Cut Settings Display
One of MakerVault’s most useful features for laser cutter users is the ability to see LightBurn cut settings at a glance, without opening the file in LightBurn.
What’s displayed
Section titled “What’s displayed”For each cut layer in a LightBurn file, MakerVault shows:
| Field | Description |
|---|---|
| Layer index | The layer number (0, 1, 2, …) |
| Name | Custom layer name (e.g., “Tumblers”, “C02150”) |
| Type | Scan (engrave), Cut, or Line |
| Speed | mm/s speed setting |
| Min Power | Minimum power percentage |
| Max Power | Maximum power percentage |
| Kerf | Beam/blade width compensation in mm (per layer) |
| Interval | Scan line spacing in mm — affects engraving quality and speed |
| Priority | The sequence in which layers are processed |
| Material Height (Z offset) | Configured thickness or Z offset setting (shown when non-zero) |
Where to see it
Section titled “Where to see it”Cut settings appear in three places:
- File detail panel — The “LightBurn” section shows a table of all cut layers
- Spacebar preview — The metadata sidebar includes cut settings
- Expanded file row — The metadata column shows cut settings inline
Shape breakdown
Section titled “Shape breakdown”The detail panel also shows a count of the different shape types in the project:
| Count | What it represents |
|---|---|
| Paths | Vector paths and shapes |
| Text | Text elements in the design |
| Bitmaps | Embedded raster images |
This gives you an at-a-glance sense of what a file contains before opening it.
Why this matters
Section titled “Why this matters”Makers often have hundreds of LightBurn files with different cut settings for different materials. Being able to see “this file uses 300mm/s at 35% power on a Scan layer called Tumblers, with 0.1mm kerf compensation” without opening LightBurn saves significant time when you’re looking for the right settings to reuse.

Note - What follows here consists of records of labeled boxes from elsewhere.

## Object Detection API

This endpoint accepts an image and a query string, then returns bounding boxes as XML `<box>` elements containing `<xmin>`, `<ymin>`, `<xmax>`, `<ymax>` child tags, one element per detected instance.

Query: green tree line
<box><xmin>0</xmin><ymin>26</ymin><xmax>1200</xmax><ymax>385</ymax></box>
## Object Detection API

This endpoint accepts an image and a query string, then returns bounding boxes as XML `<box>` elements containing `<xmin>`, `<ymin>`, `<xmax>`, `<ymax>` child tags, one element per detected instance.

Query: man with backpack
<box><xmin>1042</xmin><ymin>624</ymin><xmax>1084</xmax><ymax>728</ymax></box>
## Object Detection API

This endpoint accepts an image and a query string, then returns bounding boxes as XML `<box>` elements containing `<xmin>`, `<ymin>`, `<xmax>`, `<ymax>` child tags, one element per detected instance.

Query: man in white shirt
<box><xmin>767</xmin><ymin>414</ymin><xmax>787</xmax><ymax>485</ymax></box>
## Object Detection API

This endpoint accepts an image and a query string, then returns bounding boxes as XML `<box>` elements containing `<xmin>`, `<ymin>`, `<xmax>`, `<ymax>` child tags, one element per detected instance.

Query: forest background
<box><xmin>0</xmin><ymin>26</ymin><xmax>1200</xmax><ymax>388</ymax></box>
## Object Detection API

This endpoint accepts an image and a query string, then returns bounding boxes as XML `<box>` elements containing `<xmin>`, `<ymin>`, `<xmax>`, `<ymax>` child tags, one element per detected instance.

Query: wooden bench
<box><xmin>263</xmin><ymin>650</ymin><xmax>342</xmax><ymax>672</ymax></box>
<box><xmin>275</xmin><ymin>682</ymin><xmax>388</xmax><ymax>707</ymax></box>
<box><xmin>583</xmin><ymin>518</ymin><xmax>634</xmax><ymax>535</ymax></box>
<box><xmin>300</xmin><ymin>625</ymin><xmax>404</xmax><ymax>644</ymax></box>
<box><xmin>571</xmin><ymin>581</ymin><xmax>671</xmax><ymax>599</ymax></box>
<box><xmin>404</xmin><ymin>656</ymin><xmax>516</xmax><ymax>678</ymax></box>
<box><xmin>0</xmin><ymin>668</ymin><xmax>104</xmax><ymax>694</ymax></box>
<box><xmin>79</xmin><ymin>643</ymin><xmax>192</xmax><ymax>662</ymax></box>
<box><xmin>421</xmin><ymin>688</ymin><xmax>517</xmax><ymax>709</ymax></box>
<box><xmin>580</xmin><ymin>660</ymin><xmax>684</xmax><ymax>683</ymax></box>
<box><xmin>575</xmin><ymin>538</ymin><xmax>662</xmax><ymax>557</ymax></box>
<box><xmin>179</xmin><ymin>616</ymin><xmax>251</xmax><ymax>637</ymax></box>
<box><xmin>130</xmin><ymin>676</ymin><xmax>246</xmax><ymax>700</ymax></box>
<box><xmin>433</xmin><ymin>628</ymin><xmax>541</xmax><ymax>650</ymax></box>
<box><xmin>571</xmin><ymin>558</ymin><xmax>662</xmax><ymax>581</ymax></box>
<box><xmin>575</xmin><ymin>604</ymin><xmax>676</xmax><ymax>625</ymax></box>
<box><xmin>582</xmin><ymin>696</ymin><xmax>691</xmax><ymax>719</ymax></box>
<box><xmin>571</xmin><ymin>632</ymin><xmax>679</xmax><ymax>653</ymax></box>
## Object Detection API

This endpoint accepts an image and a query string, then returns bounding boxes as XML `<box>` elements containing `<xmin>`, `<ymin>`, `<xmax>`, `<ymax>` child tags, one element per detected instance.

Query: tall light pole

Kerf matters for precision cuts — if you’ve dialed in the right kerf for a specific material and machine, seeing it in the metadata means you can confirm settings match before loading a job.
Interval (scan line spacing) directly affects engraving quality and job time. A tighter interval produces smoother engravings but takes longer. Seeing it alongside speed and power gives you the full picture of what a Scan layer will do.